A dear friend has just arrived from Scotland, and reminded me last night that we are just two weeks apart in age, and that we met in 1972 when I became Rector of St Michael & All Saints in the city of Edinburgh. She was a recent widow, with three young children, and I saw them all grow up and even visited them when they lived in Johannesburg in South Africa.
I love new friends, but there is something special about friends you have known for a long time and with whom you have shared so many experiences. And looking back, I find I have friends with whom I am still in touch, from every place I have lived.

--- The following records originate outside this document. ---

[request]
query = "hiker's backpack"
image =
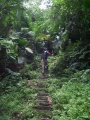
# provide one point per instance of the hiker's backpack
(44, 55)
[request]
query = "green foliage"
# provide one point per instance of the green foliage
(17, 101)
(70, 97)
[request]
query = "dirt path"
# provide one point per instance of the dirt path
(43, 102)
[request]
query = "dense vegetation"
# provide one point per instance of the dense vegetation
(62, 27)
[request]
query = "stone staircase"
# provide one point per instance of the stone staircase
(43, 102)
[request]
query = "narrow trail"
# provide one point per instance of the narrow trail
(43, 102)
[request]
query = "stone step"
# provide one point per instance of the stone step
(42, 97)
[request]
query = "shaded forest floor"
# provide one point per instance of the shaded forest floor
(65, 98)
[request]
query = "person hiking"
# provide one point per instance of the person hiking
(44, 57)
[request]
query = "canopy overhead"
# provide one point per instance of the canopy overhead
(29, 50)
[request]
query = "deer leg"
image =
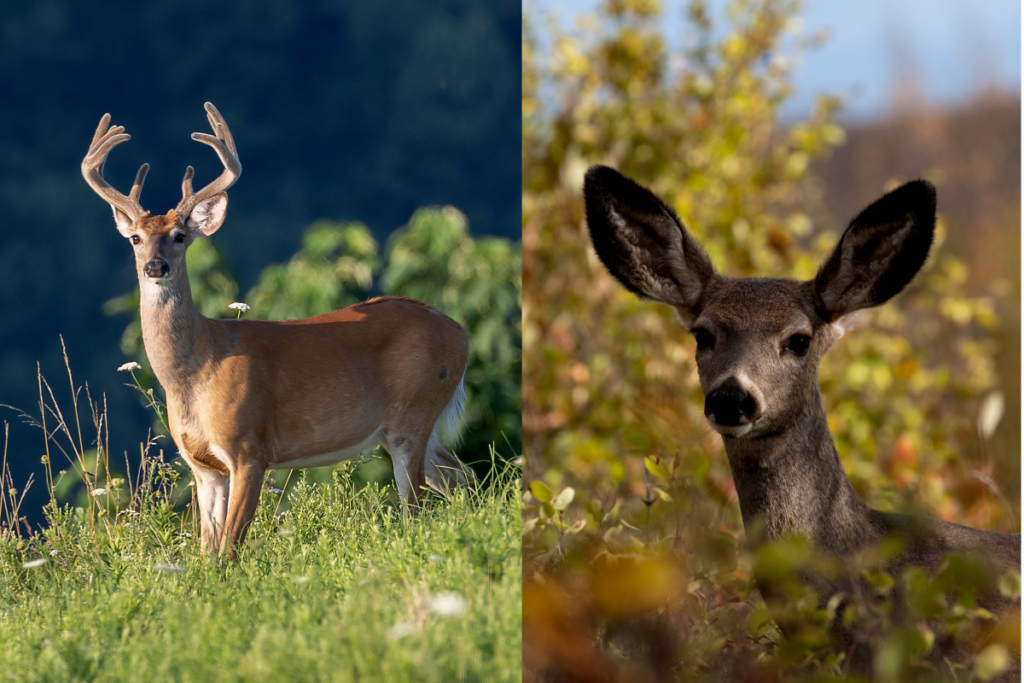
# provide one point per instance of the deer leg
(444, 471)
(212, 491)
(246, 482)
(408, 454)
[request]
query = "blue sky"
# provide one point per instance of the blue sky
(956, 47)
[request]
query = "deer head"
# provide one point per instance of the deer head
(160, 242)
(759, 339)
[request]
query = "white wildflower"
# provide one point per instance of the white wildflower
(400, 630)
(448, 604)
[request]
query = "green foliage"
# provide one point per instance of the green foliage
(433, 259)
(339, 588)
(612, 404)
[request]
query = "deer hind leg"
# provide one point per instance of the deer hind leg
(408, 447)
(212, 489)
(443, 470)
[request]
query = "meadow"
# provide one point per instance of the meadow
(340, 586)
(334, 582)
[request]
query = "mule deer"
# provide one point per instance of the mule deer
(245, 396)
(759, 341)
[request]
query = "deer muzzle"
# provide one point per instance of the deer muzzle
(156, 268)
(731, 406)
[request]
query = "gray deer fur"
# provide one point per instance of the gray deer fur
(759, 344)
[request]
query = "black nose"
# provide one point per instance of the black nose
(730, 404)
(156, 267)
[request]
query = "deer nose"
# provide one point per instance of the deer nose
(156, 267)
(730, 404)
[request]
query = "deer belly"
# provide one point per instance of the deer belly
(322, 458)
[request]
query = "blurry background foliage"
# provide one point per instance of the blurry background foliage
(610, 380)
(432, 259)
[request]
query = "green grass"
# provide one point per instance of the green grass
(340, 587)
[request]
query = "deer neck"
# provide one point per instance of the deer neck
(176, 336)
(792, 482)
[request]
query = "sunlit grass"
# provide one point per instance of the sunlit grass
(335, 585)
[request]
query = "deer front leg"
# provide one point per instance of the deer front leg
(212, 492)
(247, 479)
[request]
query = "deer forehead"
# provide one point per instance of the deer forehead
(157, 225)
(767, 305)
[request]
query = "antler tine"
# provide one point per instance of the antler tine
(223, 144)
(103, 140)
(186, 182)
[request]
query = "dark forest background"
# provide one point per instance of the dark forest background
(352, 111)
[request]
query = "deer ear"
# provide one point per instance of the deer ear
(643, 244)
(880, 253)
(122, 221)
(208, 215)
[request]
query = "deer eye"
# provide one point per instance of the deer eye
(705, 339)
(799, 344)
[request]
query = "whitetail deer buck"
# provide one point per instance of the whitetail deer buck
(759, 344)
(245, 396)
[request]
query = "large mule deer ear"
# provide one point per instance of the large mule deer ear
(644, 245)
(208, 215)
(880, 253)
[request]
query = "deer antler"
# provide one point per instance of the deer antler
(223, 144)
(92, 169)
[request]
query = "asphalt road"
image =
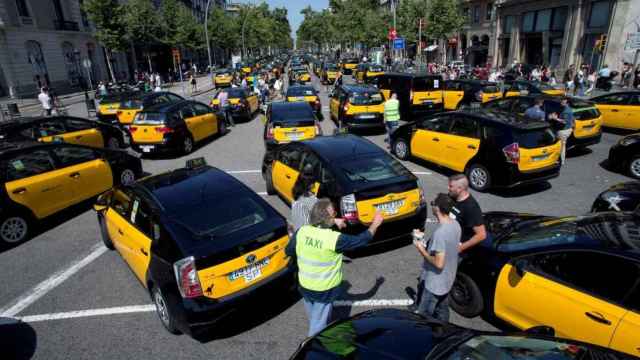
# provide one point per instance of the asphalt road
(106, 312)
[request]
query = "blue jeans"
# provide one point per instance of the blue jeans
(318, 315)
(436, 306)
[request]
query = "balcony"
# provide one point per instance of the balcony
(66, 25)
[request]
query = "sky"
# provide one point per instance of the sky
(293, 9)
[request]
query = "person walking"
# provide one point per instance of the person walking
(45, 101)
(440, 260)
(391, 116)
(318, 250)
(466, 211)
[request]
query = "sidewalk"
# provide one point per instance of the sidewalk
(204, 85)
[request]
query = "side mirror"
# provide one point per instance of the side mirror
(541, 330)
(521, 267)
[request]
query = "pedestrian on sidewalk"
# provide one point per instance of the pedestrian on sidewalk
(466, 211)
(318, 250)
(440, 255)
(45, 101)
(391, 116)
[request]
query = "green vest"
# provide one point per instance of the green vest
(392, 110)
(319, 265)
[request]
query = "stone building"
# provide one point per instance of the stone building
(46, 42)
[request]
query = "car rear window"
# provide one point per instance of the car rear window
(531, 139)
(374, 168)
(366, 98)
(150, 118)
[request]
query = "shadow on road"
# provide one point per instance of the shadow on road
(18, 340)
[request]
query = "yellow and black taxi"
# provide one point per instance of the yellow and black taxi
(42, 179)
(625, 155)
(588, 119)
(329, 73)
(223, 78)
(108, 105)
(391, 334)
(548, 271)
(525, 87)
(356, 107)
(358, 176)
(349, 65)
(493, 149)
(462, 92)
(198, 240)
(306, 93)
(130, 107)
(365, 73)
(174, 127)
(418, 94)
(620, 110)
(290, 121)
(242, 103)
(64, 128)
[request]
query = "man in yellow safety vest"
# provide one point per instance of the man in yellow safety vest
(318, 250)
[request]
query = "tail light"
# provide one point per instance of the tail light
(187, 278)
(512, 153)
(349, 208)
(164, 130)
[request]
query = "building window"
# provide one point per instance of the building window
(22, 8)
(599, 14)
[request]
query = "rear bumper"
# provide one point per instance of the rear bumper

I met my oldest friend in 1953, when we transferred from different primary schools to Galashiels Academy, in the Scottish Border Country. We were the only two called Gordon in our entry classes and we both sang in the local Episcopal Church choir, which at that time had about 20 boys (how times have changed). Now, 60 years on, we are both in the U.S.A., me full time in Philadelphia, and Gordon six months every year in Palm Springs, CA, and the other six in London.
When I went to Edinburgh University, Gordon went to join the civil service in the Scottish Office in London. I became a member of Old St Paul’s Church in Edinburgh, and have several friends dating from these days, including one who is now a retired priest in San Antonio, Texas.
Then on I went to Oxford, and from my years there, both at Keble and Cuddesdon, I have many friends, including a few Bishops of the Church of England, one of whom is on the (long) short list to become the next Archbishop of Canterbury. Another, who has recently died, ended up as one of the Deans of the Antiochian Orthodox Church in California. No, not all my friends have come to America, but quite a few have. One who did not , returned to his home country, South Africa, and he and his wife now live in retirement in Mossel Bay, that lovely town half-way up the Garden Route on the Indian Ocean.
My first Curacy, at St Salvador’s Church, Edinburgh, has left me fewer friends, though I still exchange Christmas cards with some, and I visited one of them recently who lives in some splendor in a fantastic country house in Perthshire, one of the loveliest counties in Scotland.
But then in Salisbury, I taught and was chaplain to about 150 seminarians for three years. Almost all of them were ordained priest, and I still see some of them quite regularly. Even there, there is an American connection: one of my colleagues on the faculty became a distinguished professor in the University of the South at Sewanee, Tennessee.
My present visitor, as I said, is a friend who was a parishioner during my twelve years as a Rector of a parish in Edinburgh, and she is just one of many whom I still see regularly on my visits back to that lovely city.
This is true also of friends from Inverness. I was preaching in my old Cathedral there a few years ago, and was astonished to see how unchanged the congregation looked. Of course there were some new faces and, sadly, some had been removed by death, but on the whole it was almost as it had been 25 years ago! So there was much catching up to do at the reception afterwards.
And then, we are getting too close to my 16 years in the Diocese in Europe for it to be remarkable that I still see so many of them. We have about 300 churches and chaplaincies scattered all over the continent, and I must have visited three-quarters of them as Vicar General and Archdeacon. So the friends are too many to count – thanks be to God!